Em declarações à Lusa à saída da reunião que decorreu nas instalações da Direção para as Relações Profissionais no Porto, Manuel Bravo, da Federação Intersindical da Indústria Mineira (FIEQUIMETAL), disse que «aquilo a que foi possível chegar não é ainda passível de acordo», relembrando que na sexta-feira vai decorrer novo plenário de trabalhadores para avaliar o que foi hoje proposto pela administração, que consistia, segundo os sindicatos, num aumento de nove cêntimos por dia.

«Aquilo que temos tentado explicar nestas reuniões é que a empresa espera um prejuízo este ano de cerca de 2,5 milhões de euros. Obviamente, perante esses resultados não temos condições circunstanciais de acompanhar pedidos iniciais da ordem dos 35%. Nós viemos aqui, fizemos uma proposta que é o dobro da inflação do ano passado e efetivamente já com grande dificuldade», afirmou à Lusa o presidente do conselho de administração da Sojitz Beralt Tin and Wolfram Portugal, Alfredo Franco.

O responsável da empresa realçou que o acionista estrangeiro já investiu 6,5 milhões de euros desde a aquisição da companhia «e perante a possibilidade de ser obrigado a pôr mais dinheiro para pagar salários este ano encara ou a venda ou o fecho».

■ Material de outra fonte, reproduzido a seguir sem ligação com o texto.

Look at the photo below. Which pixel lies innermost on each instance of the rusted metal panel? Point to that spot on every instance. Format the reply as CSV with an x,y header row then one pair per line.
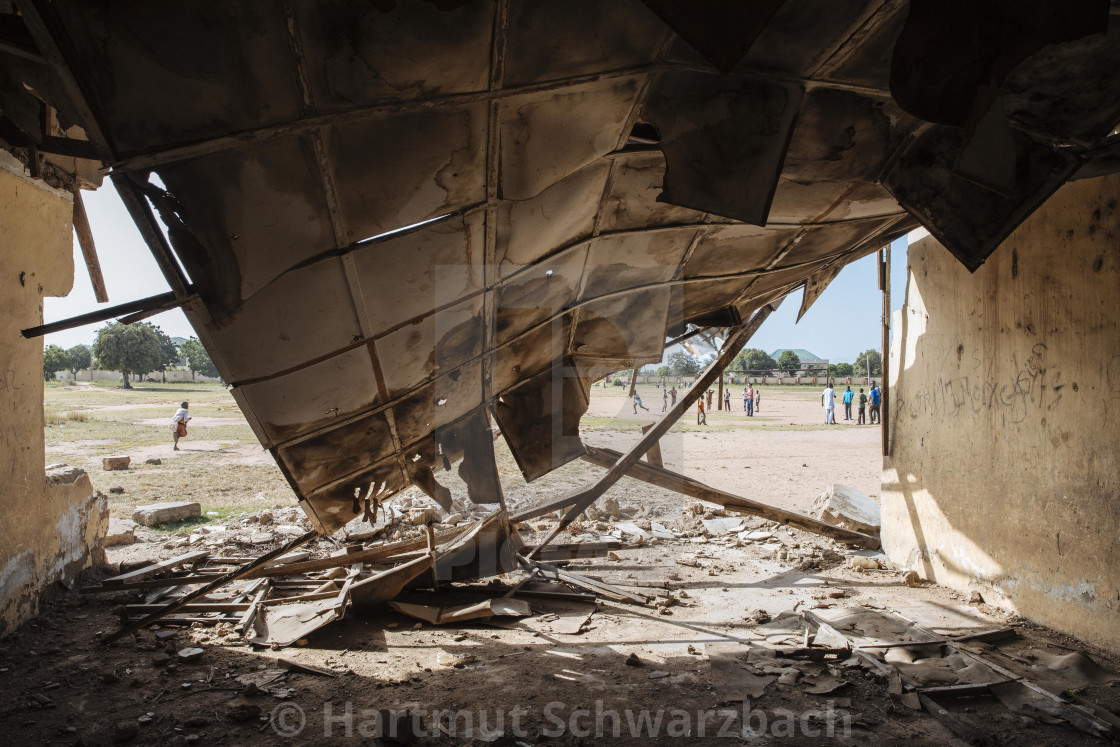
x,y
400,217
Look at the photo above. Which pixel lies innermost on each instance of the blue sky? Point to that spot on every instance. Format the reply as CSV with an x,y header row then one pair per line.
x,y
843,321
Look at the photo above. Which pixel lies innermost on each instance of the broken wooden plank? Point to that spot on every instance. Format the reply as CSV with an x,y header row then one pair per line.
x,y
308,669
580,550
653,456
737,337
246,619
591,585
370,593
197,607
188,579
370,554
156,568
216,584
694,488
961,690
89,249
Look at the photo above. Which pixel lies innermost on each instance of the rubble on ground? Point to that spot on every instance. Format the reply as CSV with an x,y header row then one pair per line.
x,y
847,507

Manuel Bravo sublinhou que, tendo por base um salário médio de 720 euros mensais, «a proposta de aumento apresentada pela administração significa nove cêntimos por dia», pelo que «os trabalhadores não conseguirão fazer face, por um lado, ao aumento do custo de vida, por outro lado, ao aumento da carga fiscal».

«Na Barroca Grande não há alternativas nenhumas e olhamos para os 360 trabalhadores e estamos a antecipar o que é que pode ser para aquele local depois do fecho da empresa. Temos vindo a chamar a atenção disso. Não foi possível, [mas] continuamos abertos a tentar explicar a nossa situação», alertou Alfredo Franco.

No início do mês, o Sindicato da Indústria Mineira convocou uma greve de 48 horas nas Minas da Panasqueira com o objetivo de reivindicar aumentos de salários e mostrar a oposição à proposta de alteração do horário de trabalho.

Na altura, a empresa confirmou que pretende «alterar os turnos de trabalho da mina das oito horas para as dez horas», mas garantiu que todas as normas serão cumpridas, designadamente o respeito «pelo período diário necessário para a ventilação da mina após disparos».

A Sojitz Beralt Tin frisou ainda ser necessário «alterar significativamente a forma como a mina trabalha» e que «de outro modo a viabilidade da empresa no curto prazo não é exequível».